You are viewing a plain text version of this content. The canonical link for it is here.
Posted to dev@hbase.apache.org by "Pankaj Kumar (JIRA)" <ji...@apache.org> on 2016/10/11 03:20:20 UTC

[jira] [Created] (HBASE-16805) HMaster may send reportForDuty himself while shutting down

Pankaj Kumar created HBASE-16805:
------------------------------------

             Summary: HMaster may send reportForDuty himself while shutting down
                 Key: HBASE-16805
                 URL: https://issues.apache.org/jira/browse/HBASE-16805
             Project: HBase
          Issue Type: Bug
          Components: master
            Reporter: Pankaj Kumar
            Assignee: Pankaj Kumar
            Priority: Minor


We met an interesting scenario where HMaster had sent reportForDuty to himself during shutting down. 

Initially HMaster had registered himself as active master, but couldn't finish its initialization as Namespace table was not assigned due to some reason within the specified time,
{noformat}
2016-07-30 19:36:52,161 | FATAL | hadoopc1h2:21300.activeMasterManager | Failed to become active master | org.apache.hadoop.hbase.master.HMaster$1.run(HMaster.java:1610)
java.io.IOException: Timedout 300000ms waiting for namespace table to be assigned
	at org.apache.hadoop.hbase.master.TableNamespaceManager.start(TableNamespaceManager.java:102)
	at org.apache.hadoop.hbase.master.HMaster.initNamespace(HMaster.java:977)
	at org.apache.hadoop.hbase.master.HMaster.finishActiveMasterInitialization(HMaster.java:763)
	at org.apache.hadoop.hbase.master.HMaster.access$600(HMaster.java:171)
	at org.apache.hadoop.hbase.master.HMaster$1.run(HMaster.java:1606)
	at java.lang.Thread.run(Thread.java:745)
2016-07-30 19:36:52,162 | FATAL | hadoopc1h2:21300.activeMasterManager | Master server abort: loaded coprocessors are: [org.apache.hadoop.hbase.security.access.AccessController, org.apache.hadoop.hbase.index.coprocessor.master.IndexMasterObserver, org.apache.hadoop.hbase.JMXListener] | org.apache.hadoop.hbase.master.HMaster.abort(HMaster.java:1981)
2016-07-30 19:36:52,162 | FATAL | hadoopc1h2:21300.activeMasterManager | Unhandled exception.
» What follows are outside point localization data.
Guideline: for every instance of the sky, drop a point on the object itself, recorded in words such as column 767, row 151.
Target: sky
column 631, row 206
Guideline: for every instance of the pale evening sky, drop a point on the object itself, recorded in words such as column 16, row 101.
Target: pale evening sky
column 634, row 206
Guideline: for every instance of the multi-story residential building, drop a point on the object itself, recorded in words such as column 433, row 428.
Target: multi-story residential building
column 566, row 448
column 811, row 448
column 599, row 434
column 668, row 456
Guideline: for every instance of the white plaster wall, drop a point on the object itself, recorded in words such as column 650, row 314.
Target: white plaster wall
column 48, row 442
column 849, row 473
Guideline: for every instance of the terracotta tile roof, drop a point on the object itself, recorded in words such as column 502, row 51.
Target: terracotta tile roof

Starting shutdown. | org.apache.hadoop.hbase.master.HMaster.abort(HMaster.java:1984)
java.io.IOException: Timedout 300000ms waiting for namespace table to be assigned
	at org.apache.hadoop.hbase.master.TableNamespaceManager.start(TableNamespaceManager.java:102)
	at org.apache.hadoop.hbase.master.HMaster.initNamespace(HMaster.java:977)
	at org.apache.hadoop.hbase.master.HMaster.finishActiveMasterInitialization(HMaster.java:763)
	at org.apache.hadoop.hbase.master.HMaster.access$600(HMaster.java:171)
	at org.apache.hadoop.hbase.master.HMaster$1.run(HMaster.java:1606)
	at java.lang.Thread.run(Thread.java:745)
2016-07-30 19:36:52,187 | INFO  | master/hadoopc1h2/172.16.19.51:21300 | reportForDuty to master=hadoopc1h2,21300,1469877905979 with port=21300, startcode=1469877905979 | org.apache.hadoop.hbase.regionserver.HRegionServer.reportForDuty(HRegionServer.java:2271)
2016-07-30 19:36:52,198 | INFO  | hadoopc1h2:21300.activeMasterManager | ConnectorServer stopped! | org.apache.hadoop.hbase.JMXListener.stopConnectorServer(JMXListener.java:160)
{noformat}
Above in the second last line, HMaster sent reportForDuty to himself.


Background:
1) During master startup HMasterCommandLine constructs the HMaster which starts another thread which is waiting to become active,
{code}
	startActiveMasterManager(infoPort);
{code}
 
2) Same time after constructing HMaster, HMasterCommandLine started the HMaster thread, 
{code}
	 HMaster master = HMaster.constructMaster(masterClass, conf, csm);
        if (master.isStopped()) {
          LOG.info("Won't bring the Master up as a shutdown is requested");
          return 1;
        }
        master.start();
        master.join();
{code}
which will be waiting at below code flow,
{noformat}
	HRegionServer
		run()
		   preRegistrationInitialization()
		      initializeZooKeeper()
			waitForMasterActive()
{noformat}

3) In HMaster,
{code}
  protected void waitForMasterActive(){
    boolean tablesOnMaster = BaseLoadBalancer.tablesOnMaster(conf);
    while (!(tablesOnMaster && isActiveMaster)
        && !isStopped() && !isAborted()) {
      sleeper.sleep();
    }
  }
{code}
HMaster will wait here until it is stopped/aborted as "hbase.balancer.tablesOnMaster" is not configured.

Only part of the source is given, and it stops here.